THE CANADA that we see from south of the border is bilingual and multicultural coast-to-coast. It has its own constitution with its version of a bill of rights. It goes its own way in foreign policy, often as United Nations peace-keepers.
Canada was not always that way. Pierre Elliott Trudeau introduced all this while prime minister from 1968 to 1979 and 1980 to 1984.
It was not easy to achieve. Many English-and French-speaking Canadians were dragged along kicking and screaming.
But his vision of Canada was the only alternative in Quebec to a language-, heritage- and religion- based provincialism, rebelling against second-class citizenship, which would have destroyed Canada for something else that, even now, is difficult to imagine.

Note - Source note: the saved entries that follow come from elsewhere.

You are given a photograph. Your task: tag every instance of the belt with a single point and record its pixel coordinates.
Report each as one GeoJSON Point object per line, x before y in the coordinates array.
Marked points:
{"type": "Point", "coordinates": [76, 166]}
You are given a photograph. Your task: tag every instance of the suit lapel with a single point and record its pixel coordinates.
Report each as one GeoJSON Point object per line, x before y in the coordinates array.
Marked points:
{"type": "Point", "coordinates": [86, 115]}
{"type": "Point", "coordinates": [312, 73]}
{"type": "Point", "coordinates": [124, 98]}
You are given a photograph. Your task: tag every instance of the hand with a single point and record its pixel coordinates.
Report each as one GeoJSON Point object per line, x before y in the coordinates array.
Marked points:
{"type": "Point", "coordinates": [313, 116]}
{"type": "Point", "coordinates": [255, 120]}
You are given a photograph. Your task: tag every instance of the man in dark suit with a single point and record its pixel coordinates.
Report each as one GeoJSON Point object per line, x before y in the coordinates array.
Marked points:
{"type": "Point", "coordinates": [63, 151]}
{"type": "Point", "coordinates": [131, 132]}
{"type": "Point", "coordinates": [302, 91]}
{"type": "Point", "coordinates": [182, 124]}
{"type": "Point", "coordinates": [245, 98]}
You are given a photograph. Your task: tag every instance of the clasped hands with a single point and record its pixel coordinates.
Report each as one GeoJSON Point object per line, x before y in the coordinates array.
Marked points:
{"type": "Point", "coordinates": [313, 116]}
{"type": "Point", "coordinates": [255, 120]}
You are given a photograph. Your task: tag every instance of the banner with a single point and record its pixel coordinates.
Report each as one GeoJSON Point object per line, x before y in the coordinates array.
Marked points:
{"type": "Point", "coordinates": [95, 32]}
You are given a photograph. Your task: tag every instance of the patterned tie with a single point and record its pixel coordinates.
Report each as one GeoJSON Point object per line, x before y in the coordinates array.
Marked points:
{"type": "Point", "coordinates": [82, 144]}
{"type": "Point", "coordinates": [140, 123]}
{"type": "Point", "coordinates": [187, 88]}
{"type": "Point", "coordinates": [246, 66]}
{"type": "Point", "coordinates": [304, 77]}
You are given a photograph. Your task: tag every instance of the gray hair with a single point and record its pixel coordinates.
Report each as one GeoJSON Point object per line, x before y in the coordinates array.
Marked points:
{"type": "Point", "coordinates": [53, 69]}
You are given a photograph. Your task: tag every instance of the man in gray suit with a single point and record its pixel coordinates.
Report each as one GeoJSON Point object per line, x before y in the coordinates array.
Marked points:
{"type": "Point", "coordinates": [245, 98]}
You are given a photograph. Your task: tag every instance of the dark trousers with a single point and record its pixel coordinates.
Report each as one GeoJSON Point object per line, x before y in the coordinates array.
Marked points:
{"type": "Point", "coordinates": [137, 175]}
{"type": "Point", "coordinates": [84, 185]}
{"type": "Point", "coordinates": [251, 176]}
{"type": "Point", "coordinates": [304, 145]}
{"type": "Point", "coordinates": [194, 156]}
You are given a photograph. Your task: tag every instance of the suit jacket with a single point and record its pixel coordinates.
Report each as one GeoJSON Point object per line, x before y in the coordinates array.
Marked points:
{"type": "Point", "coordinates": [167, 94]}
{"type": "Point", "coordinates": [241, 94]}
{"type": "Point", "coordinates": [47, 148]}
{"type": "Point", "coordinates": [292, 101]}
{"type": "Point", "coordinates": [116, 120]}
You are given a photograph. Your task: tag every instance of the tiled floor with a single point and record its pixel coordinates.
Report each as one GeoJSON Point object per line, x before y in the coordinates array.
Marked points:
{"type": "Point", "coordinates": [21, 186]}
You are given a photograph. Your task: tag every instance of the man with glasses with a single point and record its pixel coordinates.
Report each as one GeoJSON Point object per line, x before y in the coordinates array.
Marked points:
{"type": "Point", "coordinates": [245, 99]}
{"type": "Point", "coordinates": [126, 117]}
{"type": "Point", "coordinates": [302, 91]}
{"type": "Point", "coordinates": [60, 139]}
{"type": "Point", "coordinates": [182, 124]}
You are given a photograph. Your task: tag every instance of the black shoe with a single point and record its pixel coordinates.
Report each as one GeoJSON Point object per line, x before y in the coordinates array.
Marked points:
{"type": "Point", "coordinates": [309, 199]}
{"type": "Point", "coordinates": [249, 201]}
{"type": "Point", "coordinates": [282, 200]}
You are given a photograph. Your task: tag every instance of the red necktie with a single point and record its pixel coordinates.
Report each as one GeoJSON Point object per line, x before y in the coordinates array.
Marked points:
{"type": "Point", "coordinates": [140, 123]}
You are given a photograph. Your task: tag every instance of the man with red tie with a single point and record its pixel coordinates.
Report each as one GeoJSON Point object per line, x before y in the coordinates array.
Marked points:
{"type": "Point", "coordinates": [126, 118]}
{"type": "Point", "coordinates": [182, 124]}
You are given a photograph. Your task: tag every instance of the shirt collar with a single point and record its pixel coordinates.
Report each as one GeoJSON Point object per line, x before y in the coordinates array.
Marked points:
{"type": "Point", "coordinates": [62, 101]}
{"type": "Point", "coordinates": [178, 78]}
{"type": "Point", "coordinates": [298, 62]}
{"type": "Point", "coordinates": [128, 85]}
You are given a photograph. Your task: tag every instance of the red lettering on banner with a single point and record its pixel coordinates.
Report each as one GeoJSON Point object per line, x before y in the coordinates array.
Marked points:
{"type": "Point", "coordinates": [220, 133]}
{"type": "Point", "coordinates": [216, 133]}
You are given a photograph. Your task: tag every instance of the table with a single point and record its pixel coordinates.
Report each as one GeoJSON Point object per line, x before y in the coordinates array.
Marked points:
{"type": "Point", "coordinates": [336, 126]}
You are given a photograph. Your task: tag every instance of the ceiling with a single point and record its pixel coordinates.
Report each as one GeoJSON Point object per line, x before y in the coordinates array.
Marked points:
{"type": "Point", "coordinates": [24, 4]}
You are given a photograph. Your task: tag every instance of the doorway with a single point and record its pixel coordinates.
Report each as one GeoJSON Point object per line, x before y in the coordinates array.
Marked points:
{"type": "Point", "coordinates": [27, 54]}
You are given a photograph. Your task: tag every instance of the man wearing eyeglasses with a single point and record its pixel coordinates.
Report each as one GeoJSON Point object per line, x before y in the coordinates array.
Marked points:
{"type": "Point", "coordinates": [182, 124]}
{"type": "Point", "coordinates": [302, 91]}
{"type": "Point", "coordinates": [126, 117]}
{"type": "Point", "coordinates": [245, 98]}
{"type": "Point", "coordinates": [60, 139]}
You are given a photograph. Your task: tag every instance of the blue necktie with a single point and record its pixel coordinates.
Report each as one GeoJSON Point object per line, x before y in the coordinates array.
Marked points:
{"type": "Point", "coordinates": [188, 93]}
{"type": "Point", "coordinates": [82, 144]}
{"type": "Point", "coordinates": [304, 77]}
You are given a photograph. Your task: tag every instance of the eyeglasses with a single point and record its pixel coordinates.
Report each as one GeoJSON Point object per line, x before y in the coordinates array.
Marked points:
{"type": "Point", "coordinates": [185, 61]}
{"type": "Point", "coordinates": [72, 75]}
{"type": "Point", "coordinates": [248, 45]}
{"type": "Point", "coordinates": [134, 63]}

Canada still has fissures. Quebec harbors nationalism, the virulence of which has subsided and seems unlikely to prevail. Quebec also has a sense of belonging and of realizing its potential.
The demands of French language are still irritating to many Canadians there and elsewhere. A second separatism festers in the West. But the Trudeau vision of one Canada still defines the national identity.

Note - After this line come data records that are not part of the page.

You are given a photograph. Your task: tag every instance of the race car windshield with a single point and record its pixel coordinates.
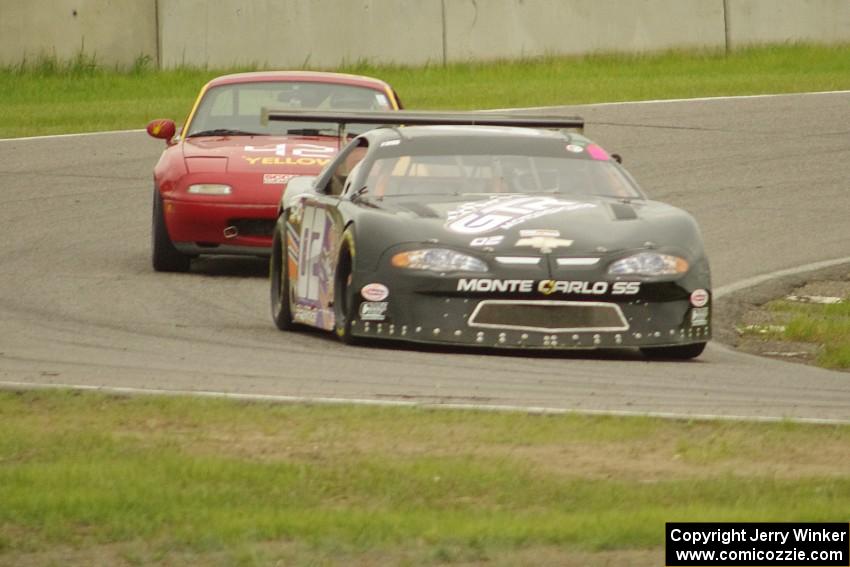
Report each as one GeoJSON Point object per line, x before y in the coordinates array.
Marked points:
{"type": "Point", "coordinates": [408, 175]}
{"type": "Point", "coordinates": [233, 110]}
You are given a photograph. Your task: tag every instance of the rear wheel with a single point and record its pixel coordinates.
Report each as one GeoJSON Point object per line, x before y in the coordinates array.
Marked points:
{"type": "Point", "coordinates": [164, 256]}
{"type": "Point", "coordinates": [279, 278]}
{"type": "Point", "coordinates": [343, 297]}
{"type": "Point", "coordinates": [682, 352]}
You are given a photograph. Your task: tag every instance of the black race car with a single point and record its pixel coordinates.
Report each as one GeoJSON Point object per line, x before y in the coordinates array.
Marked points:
{"type": "Point", "coordinates": [484, 230]}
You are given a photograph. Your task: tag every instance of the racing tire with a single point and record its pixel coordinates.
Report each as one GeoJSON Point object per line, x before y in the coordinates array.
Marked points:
{"type": "Point", "coordinates": [279, 280]}
{"type": "Point", "coordinates": [343, 295]}
{"type": "Point", "coordinates": [164, 256]}
{"type": "Point", "coordinates": [682, 352]}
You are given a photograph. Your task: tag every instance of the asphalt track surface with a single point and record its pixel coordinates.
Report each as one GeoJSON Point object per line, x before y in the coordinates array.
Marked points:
{"type": "Point", "coordinates": [767, 178]}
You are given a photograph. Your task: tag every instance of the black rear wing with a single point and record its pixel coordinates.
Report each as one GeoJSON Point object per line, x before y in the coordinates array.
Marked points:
{"type": "Point", "coordinates": [423, 118]}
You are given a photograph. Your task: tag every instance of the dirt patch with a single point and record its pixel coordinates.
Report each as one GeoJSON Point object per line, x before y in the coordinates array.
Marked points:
{"type": "Point", "coordinates": [744, 321]}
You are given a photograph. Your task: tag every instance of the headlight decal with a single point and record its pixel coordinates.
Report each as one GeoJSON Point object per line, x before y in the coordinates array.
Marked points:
{"type": "Point", "coordinates": [649, 264]}
{"type": "Point", "coordinates": [438, 260]}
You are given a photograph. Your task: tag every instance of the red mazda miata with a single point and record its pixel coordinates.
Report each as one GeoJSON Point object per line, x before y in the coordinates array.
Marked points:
{"type": "Point", "coordinates": [218, 183]}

Not everything he stood for survives. In economics, his impulses were heavily nationalist and statist. This, especially proposals for nationalizing the oil industry, alienated the West from his Liberal Party, provoking Canadas greatest political weakness today the absence of a truly nationwide party.
Canadas enthusiastic participation in the North American Free Trade Agreement (NAFTA) repudiates Trudeau economics. But it rests on the national self-confidence that his constitutional vision did so much to create.
After his death Thursday at 80, Mr. Trudeau was remembered for many reasons of style and celebrity. What matters is the substance, not his wit but his intellect, not his dash but his achievements. Canada as we know it today is his monument.